Think of it more so as the woman making sure that she chooses to enter into a relationship with a man who has MORE than proven that he is genuinely head over heels INTO her. This is about choosing men who honestly LOVE YOU a lot. Not necessarily about choosing a guy that YOU don't love that much. That's all I'm saying.

Again, I'm not advocating that women should just settle for any old guy that gives them the time of day, or pursues them hard. But if you do happen to come across a man that you KNOW loves you to death, and you find him to be a good person as well, this is about perhaps being receptive to him instead of holding out for the guy that makes your heart beat 200x a minute but yet seems only somewhat into you.

Women need to feel wanted and loved.
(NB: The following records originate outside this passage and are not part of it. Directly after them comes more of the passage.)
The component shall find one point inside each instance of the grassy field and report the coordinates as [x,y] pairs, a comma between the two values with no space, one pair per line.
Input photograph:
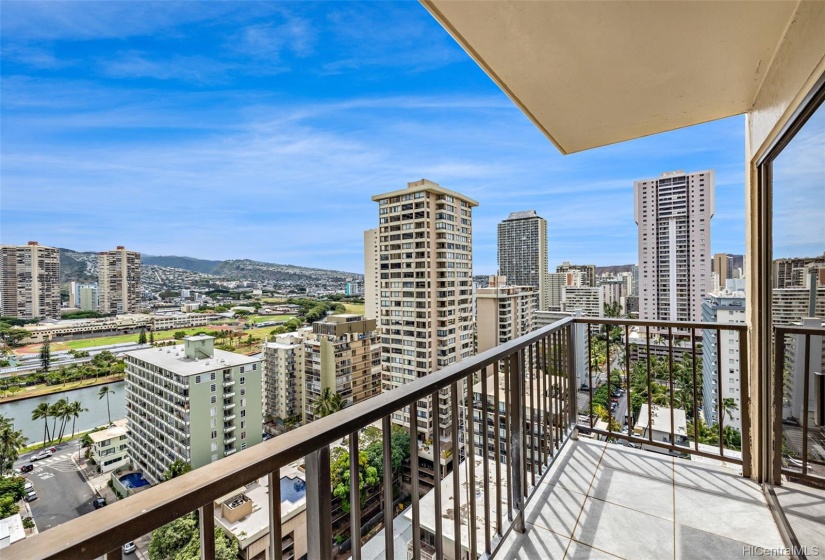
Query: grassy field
[355,308]
[265,318]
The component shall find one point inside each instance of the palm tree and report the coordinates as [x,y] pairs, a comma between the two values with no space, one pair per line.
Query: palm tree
[328,403]
[76,408]
[56,411]
[42,411]
[105,392]
[11,441]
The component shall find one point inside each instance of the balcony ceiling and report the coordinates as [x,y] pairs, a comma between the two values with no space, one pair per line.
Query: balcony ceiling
[590,74]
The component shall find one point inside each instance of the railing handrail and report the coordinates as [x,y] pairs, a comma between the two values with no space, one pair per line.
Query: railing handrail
[681,325]
[101,531]
[799,329]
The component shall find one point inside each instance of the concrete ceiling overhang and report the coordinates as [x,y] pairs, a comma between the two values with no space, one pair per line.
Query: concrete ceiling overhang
[590,74]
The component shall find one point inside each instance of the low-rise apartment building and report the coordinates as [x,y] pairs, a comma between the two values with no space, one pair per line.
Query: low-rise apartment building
[191,403]
[109,450]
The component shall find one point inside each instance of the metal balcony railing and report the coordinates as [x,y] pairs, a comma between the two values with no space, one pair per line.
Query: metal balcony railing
[529,386]
[798,402]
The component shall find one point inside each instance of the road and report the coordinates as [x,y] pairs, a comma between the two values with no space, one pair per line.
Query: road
[62,492]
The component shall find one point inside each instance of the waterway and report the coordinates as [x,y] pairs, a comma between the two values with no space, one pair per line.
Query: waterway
[21,410]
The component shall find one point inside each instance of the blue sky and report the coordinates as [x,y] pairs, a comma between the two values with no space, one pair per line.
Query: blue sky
[260,130]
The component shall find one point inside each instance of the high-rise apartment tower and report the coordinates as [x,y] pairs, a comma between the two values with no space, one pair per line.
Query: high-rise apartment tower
[673,213]
[29,281]
[426,287]
[522,252]
[118,281]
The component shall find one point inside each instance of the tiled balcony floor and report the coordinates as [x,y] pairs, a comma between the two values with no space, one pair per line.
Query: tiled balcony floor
[610,501]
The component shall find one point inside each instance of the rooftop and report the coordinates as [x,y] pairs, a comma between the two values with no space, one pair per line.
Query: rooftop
[256,524]
[174,359]
[425,185]
[119,429]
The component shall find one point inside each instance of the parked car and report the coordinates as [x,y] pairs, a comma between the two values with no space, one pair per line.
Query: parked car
[42,454]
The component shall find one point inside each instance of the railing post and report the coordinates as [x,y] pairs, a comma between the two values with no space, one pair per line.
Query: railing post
[207,530]
[319,506]
[516,374]
[572,383]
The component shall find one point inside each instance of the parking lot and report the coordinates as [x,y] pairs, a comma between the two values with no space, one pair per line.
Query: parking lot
[62,492]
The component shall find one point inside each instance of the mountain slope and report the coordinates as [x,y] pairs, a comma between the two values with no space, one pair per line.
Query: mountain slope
[186,263]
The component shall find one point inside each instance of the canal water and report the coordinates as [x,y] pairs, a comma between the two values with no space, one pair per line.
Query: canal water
[21,410]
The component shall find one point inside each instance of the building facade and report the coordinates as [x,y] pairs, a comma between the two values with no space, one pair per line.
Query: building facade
[522,252]
[426,283]
[343,355]
[503,312]
[588,270]
[673,213]
[589,300]
[109,449]
[791,272]
[29,281]
[372,305]
[283,371]
[722,348]
[118,281]
[191,403]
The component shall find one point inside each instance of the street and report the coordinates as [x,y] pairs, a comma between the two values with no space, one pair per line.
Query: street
[62,492]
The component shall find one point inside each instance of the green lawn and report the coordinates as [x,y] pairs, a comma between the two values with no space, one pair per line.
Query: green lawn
[119,339]
[264,318]
[355,308]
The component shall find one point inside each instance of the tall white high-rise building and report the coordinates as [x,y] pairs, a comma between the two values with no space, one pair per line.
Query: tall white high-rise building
[29,281]
[522,252]
[118,274]
[722,348]
[673,213]
[426,288]
[372,305]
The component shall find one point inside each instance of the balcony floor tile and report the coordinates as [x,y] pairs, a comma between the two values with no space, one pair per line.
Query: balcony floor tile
[580,551]
[633,490]
[576,465]
[624,532]
[804,507]
[561,518]
[694,544]
[745,519]
[614,501]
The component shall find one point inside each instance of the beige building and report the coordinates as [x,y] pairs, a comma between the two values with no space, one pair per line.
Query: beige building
[587,270]
[29,281]
[283,363]
[340,352]
[522,252]
[344,355]
[190,403]
[589,300]
[673,212]
[372,305]
[118,281]
[503,312]
[426,283]
[244,515]
[795,272]
[109,450]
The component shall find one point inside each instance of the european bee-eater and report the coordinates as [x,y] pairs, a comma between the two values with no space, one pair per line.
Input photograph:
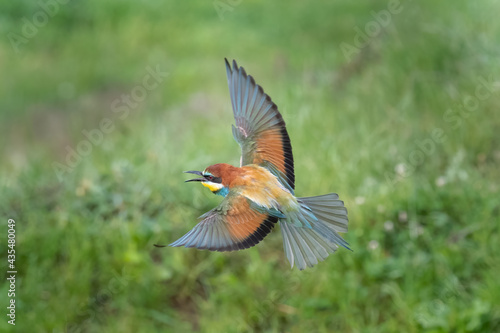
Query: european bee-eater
[260,192]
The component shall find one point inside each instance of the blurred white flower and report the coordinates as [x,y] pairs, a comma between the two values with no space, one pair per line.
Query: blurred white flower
[441,181]
[373,245]
[402,216]
[388,225]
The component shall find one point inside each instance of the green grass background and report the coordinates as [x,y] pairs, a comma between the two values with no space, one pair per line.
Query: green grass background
[425,235]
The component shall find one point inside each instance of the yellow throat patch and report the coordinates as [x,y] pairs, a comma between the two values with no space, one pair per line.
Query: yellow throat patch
[212,186]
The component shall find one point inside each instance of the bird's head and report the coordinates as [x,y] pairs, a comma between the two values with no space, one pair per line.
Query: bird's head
[213,177]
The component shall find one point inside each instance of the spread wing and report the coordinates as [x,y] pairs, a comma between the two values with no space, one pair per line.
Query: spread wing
[260,129]
[234,225]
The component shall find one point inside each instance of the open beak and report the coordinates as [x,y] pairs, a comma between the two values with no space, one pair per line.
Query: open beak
[196,179]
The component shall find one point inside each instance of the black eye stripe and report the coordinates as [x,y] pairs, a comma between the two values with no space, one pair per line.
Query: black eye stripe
[213,179]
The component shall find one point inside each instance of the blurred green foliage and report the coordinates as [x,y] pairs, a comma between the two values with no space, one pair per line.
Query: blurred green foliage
[386,128]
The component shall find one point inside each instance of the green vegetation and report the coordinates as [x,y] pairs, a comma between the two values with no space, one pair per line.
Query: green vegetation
[387,129]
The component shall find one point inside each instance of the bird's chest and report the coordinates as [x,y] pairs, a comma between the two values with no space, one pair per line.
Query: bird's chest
[265,190]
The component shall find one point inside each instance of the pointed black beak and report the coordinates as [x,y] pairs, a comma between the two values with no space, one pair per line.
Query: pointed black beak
[196,179]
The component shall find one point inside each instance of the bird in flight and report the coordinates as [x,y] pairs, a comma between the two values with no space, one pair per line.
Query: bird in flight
[260,192]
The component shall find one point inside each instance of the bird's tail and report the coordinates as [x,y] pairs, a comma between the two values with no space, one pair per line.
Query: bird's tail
[311,233]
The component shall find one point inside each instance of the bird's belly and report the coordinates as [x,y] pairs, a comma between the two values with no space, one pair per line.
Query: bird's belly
[265,190]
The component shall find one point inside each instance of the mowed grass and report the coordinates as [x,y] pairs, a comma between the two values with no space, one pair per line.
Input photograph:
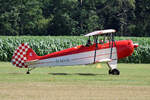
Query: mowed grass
[75,83]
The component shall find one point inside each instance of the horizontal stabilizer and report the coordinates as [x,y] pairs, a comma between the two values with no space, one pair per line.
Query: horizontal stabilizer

So, when the woman isn't sure how the guy feels about her, or if she senses that he's not really "in love" with her, then it just creates all kinds of problems because we women are more emotional than men. That's just how we were made.

But when you know that a man is crazy about you, things run soo much smoother. He'll move heaven and earth for you, and you feel secure. :yep: His love and respect for the woman will usually encourage her to love him even more than before. Things just seem more "in balance" that way.

You want a man to feel about you like Adam felt about Eve in the bible when he first saw her! lol* :giggle: (Genesis 2:23) Notice Eve didn't go declaring her love/expressions for Adam lol.
 
My great grandmother told all of her grandchildren this. But she said that eventually you will love him too. If you're looking for security, I guess that makes sense... maybe.
 
My MIL has said this before, and at her bridal shower. I felt uneasy about that comment. Yes I love my husband, and we've had arguments about who loves who more. To hear it coming from a woman who openly admits to marrying for money. :perplexed:
 
I tend to believe that men need "respect" and without it won't matter how much she loves him. Women need to fill "loved". We are both made by God to have different needs hence the scripture from bible, men need respect and women need love.